As part of our work with the particle physicists of the MAUS project, I was tasked with extending their data analysis software to use a distributed task queue. The intent is that data analysis tasks be farmed off to worker nodes to be executed in parallel. MAUS recommended using Celery - an asynchronous task queue based on distributed message passing and implemented in Python. I set about my task with some trepidation, and dreading battles with Linux RPMs and building open-source projects from their source code (which always befall me when not using Java software), not to mention the joys of configuring distributed computing software. However, I found myself very pleasantly suprised!
Celery allows jobs, or tasks, to be executed by one or more Celery workers. These Celery workers run on multiple servers. Each Celery worker can also be configured to execute one or more tasks concurrently. A Celery client creates and submits a task which is dispatched to an available worker node for processing. The client can submit their request synchronously or asynchronously - Celery provides support for querying the status of each submitted task.
Celery has one prerequisite: it needs a message broker to handle message exchanges between clients and workers. Their recommended message broker is RabbitMQ, an implementation of the AMQP (Advanced Message Queueing Protocol) open standard. RabbitMQ's tag line is "Messaging that just works" and, for this user, they lived up to their claim. A Linux yum install just worked, and in a matter of minutes I'd started my RabbitMQ server, created a username and password, a virtual host name and bound the username and password to the virtual host. The virtual host, username and password allow the message broker to be partitioned into discrete sets for use by different applications.
Celery proved equally simple to install. A single-line invocation of Python's easy_install package manager and it was downloaded and ready. Following their first steps, I wrote a simple Celery configuration file specifying the RabbitMQ host, virtual host, username and password and the name of a Python file that would contain the tasks to be executed by the workers. This configuration file is used both by the workers and by the client.

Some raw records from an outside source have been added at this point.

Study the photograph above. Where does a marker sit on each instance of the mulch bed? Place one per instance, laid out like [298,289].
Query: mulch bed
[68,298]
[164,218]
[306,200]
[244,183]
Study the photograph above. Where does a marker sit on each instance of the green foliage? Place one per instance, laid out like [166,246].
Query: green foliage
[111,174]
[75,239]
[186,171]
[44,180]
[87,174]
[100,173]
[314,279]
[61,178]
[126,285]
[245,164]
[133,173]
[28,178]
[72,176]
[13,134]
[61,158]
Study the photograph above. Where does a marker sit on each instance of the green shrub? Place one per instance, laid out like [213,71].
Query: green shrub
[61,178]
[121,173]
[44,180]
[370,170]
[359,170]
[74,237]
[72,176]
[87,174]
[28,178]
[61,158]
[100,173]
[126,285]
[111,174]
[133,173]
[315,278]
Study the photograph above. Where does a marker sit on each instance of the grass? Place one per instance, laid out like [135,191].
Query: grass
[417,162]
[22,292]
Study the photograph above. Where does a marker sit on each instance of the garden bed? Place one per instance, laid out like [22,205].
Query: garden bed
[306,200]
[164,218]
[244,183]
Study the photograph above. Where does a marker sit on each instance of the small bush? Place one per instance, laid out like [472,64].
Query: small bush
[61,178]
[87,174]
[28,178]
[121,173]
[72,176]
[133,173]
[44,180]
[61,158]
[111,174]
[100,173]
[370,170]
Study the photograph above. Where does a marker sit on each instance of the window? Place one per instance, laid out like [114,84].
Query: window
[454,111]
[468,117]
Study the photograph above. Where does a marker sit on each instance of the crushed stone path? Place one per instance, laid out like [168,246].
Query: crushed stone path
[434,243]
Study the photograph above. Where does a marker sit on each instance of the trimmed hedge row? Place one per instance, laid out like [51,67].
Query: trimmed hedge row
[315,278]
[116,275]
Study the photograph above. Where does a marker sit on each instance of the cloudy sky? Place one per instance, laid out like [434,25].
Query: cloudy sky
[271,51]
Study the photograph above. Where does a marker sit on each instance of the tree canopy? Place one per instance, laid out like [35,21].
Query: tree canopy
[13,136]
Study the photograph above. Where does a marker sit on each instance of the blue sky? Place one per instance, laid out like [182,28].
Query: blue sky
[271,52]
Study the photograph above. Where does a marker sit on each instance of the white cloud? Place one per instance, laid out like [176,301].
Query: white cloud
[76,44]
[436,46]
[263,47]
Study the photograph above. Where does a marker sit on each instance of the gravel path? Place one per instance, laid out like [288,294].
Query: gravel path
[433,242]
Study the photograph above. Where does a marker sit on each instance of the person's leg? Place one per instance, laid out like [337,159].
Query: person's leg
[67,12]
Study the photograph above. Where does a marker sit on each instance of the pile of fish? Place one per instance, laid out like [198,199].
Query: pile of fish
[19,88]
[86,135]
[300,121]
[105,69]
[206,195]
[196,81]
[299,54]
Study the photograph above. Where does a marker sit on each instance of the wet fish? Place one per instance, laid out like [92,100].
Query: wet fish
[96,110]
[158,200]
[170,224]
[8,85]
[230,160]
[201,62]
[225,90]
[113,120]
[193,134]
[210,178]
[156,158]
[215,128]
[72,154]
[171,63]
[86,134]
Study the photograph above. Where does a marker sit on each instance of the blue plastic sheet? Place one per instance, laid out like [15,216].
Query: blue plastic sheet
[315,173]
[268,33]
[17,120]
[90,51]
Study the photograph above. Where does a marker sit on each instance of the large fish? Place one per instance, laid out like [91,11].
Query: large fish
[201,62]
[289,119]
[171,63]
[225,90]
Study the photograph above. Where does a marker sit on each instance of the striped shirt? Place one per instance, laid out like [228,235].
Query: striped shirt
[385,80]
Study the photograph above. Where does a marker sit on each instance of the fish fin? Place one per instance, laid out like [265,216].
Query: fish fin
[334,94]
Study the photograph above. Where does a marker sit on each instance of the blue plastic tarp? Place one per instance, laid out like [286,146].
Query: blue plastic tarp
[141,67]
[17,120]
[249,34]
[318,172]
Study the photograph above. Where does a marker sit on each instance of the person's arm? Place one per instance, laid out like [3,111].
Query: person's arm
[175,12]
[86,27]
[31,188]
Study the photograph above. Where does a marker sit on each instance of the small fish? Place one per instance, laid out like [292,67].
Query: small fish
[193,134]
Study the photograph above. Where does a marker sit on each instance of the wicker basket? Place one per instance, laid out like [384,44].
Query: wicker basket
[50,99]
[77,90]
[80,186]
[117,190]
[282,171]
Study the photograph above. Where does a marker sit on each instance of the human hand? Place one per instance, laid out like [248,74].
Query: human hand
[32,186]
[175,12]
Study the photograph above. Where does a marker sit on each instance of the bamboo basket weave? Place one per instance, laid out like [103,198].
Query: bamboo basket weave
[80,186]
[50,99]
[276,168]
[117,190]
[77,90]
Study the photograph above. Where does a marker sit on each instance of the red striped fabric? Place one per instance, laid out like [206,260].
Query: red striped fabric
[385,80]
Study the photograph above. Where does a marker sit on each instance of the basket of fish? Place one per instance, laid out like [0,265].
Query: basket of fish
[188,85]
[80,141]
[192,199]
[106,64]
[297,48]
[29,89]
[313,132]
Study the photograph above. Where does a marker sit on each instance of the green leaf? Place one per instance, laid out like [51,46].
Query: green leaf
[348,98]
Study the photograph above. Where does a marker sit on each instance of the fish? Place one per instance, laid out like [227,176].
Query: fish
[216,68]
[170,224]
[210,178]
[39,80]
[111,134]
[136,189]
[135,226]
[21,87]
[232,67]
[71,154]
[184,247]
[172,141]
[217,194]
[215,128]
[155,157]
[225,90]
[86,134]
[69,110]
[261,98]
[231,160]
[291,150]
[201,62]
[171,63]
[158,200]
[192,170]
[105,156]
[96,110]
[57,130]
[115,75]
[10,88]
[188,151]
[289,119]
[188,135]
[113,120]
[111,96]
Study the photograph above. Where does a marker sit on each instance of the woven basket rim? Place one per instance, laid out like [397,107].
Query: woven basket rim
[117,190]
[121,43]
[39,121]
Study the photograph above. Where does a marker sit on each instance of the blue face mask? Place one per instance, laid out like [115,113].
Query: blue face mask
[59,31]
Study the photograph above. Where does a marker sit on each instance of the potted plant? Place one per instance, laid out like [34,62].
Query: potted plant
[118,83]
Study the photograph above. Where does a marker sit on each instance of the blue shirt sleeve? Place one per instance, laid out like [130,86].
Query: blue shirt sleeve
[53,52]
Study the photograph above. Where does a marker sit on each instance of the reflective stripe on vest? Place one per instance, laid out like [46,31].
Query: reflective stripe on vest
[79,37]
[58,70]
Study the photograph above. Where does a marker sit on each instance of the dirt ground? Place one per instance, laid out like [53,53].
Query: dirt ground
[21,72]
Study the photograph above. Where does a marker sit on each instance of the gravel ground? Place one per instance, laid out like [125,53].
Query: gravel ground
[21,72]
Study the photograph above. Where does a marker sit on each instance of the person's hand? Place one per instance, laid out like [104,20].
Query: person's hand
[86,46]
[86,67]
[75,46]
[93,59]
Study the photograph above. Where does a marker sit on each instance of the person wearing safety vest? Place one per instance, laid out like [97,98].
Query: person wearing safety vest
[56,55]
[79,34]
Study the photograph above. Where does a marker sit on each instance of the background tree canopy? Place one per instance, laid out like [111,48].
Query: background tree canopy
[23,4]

I wrote a Python script containing an example task - a simple add function - and wrote a simple client to invoke the task (two whole lines!). I ran the celeryd command to start a worker. In a separate window I then ran my client, and voila, it worked, just like that. But, this was with client and worker on the same host? How would it fare "in reality"?
I defined a Celery task to execute a common MAUS data analysis pipeline and modified their data analysis framework to invoke this pipeline via Celery. I deployed the MAUS sofware on three separate hosts at EPCC, started RabbitMQ and a Celery worker on one of these, started another worker on a 2nd host and invoked the client on a 3rd and, voila, I could see the data being processed by both workers, in parallel.
I won't taint this happy story with the battles I had in trying to reconfigure tasks dynamically (which Celery doesn't seem to support as much as I wanted it to). To conclude, my experiences with Celery (and RabbitMQ) proved to be smooth, painless and remarkably simple. And I haven't yet explored Celery's support for routing messages, retrying tasks, queue monitoring and management.